You are a person of great influence. If you could inspire a movement that would bring the most amount of good to the most amount of people, what would that be? You never know what your idea can trigger. 🙂
I would love to see more visibility for the stories about those organizations or even departments within companies that have been successful in closing the wage gap and making strides for more women in middle and upper management levels.
Organizations should support and sponsor their employees to join coaching groups or mentorships outside of their present roles. There’s so much potential to gain perspective, knowledge and understanding if you step out of your comfort zone and organizational silos.
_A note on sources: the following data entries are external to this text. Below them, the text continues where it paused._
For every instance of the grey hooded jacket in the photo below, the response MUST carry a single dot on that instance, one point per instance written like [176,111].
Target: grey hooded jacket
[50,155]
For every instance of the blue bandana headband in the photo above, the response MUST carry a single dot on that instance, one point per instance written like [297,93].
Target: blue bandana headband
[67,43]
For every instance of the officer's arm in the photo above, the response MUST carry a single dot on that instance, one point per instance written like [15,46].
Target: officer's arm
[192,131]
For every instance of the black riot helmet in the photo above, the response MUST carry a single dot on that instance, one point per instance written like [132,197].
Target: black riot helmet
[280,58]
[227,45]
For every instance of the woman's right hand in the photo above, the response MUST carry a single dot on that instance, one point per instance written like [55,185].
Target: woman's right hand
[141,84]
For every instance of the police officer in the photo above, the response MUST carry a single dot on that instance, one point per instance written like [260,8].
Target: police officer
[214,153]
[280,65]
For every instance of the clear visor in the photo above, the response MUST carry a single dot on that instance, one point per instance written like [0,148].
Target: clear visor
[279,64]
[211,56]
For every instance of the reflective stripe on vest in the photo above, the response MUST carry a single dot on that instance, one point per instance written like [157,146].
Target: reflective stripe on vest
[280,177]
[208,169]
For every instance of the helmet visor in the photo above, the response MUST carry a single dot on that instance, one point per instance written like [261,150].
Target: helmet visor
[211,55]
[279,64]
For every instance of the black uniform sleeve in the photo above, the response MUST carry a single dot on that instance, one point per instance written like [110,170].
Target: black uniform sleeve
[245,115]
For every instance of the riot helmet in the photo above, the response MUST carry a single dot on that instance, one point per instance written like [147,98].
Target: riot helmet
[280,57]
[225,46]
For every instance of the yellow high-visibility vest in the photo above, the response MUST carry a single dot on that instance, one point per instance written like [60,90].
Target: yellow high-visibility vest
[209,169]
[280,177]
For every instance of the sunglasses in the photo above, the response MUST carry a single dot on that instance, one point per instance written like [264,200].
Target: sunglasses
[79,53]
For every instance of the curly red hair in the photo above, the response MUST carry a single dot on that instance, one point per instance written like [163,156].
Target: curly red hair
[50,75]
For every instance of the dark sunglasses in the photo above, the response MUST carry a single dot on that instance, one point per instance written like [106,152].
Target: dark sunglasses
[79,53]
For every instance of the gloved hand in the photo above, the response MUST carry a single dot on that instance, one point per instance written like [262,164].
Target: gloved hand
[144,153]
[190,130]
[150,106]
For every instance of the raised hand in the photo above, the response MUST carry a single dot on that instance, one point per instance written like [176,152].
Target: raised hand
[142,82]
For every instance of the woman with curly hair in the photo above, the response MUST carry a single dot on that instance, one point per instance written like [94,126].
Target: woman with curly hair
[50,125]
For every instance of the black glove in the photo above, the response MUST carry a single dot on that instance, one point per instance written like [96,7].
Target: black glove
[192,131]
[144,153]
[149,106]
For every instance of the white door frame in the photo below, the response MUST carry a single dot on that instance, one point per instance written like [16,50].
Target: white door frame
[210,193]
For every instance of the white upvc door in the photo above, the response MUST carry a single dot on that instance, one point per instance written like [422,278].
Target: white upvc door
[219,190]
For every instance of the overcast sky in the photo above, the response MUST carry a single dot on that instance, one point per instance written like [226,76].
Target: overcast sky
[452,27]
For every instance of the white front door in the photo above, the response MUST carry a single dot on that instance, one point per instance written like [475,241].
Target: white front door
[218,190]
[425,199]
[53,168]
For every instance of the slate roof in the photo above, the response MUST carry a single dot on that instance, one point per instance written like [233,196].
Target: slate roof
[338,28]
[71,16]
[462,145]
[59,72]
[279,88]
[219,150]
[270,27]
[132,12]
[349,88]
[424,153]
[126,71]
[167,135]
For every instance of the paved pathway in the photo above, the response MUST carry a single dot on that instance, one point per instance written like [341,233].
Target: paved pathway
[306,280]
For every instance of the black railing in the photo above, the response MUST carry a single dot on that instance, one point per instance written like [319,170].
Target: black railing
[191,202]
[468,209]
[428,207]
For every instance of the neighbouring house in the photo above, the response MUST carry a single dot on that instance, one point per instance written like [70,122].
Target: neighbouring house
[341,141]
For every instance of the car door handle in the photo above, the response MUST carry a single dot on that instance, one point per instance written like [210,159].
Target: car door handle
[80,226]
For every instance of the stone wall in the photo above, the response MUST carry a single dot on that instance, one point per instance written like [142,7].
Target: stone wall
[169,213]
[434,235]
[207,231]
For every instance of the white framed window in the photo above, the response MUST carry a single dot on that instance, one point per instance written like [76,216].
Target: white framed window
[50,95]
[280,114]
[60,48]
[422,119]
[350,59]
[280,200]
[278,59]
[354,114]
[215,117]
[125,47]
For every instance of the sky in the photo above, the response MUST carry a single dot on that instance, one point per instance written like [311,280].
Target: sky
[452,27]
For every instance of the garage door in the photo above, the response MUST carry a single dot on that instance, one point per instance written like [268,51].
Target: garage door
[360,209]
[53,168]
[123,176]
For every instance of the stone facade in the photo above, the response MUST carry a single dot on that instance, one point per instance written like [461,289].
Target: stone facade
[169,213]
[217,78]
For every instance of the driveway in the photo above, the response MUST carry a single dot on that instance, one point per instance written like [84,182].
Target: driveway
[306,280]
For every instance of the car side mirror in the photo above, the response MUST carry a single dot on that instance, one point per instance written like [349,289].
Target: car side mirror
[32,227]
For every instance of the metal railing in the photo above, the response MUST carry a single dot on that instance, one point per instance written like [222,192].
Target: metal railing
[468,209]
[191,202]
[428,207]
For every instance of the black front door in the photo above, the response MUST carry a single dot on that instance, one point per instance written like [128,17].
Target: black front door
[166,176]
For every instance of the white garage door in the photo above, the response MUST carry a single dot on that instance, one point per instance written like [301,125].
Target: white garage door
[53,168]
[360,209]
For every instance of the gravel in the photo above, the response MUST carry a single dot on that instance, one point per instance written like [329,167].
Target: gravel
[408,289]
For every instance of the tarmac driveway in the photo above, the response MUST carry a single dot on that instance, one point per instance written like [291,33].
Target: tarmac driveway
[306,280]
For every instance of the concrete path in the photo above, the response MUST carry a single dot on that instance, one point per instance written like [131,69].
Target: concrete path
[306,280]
I’m also a supporter of employees doing a skill/role rotation and being able to “intern” with a different team or organization for 6–12 months. Especially where women in technology is concerned, this provides opportunity for more women to learn about and experience different roles and career paths firsthand. As a visual and hands-on learner, I had the privilege of participating in a Co-Op through Drexel University, and that was the closest thing to a job rotation that I had ever done at that point. It opened my mind to consider the possibility of pursuing new roles and jobs that I previously didn’t think I would like or be good at.
Can you please give us your favorite “Life Lesson Quote”? Can you share how that was relevant to you in your life?
“Be yourself. An original is always better than a copy.” This was a quote I followed very fondly in my youth and still to this day. I find when I’m true to myself, when there’s congruence in my actions and my core values/beliefs, I’m at my best. It’s also important that I stay my most authentic self now that I’m a mom, so that my children learn this very important life lesson.
We are very blessed that some of the biggest names in Business, VC funding, Sports, and Entertainment read this column. Is there a person in the world, or in the US whom you would love to have a private breakfast or lunch with, and why? He or she might see this, especially if we tag them. 🙂
I really admire the work that Sallie Krawcheck does as CEO and Co-Founder of Ellevest. She’s knowledgeable and is a force for good when it comes to financial education for women, creating inclusive environments and standing up against things that don’t serve us or our business ecosystems any longer.
Thank you for all of these great insights!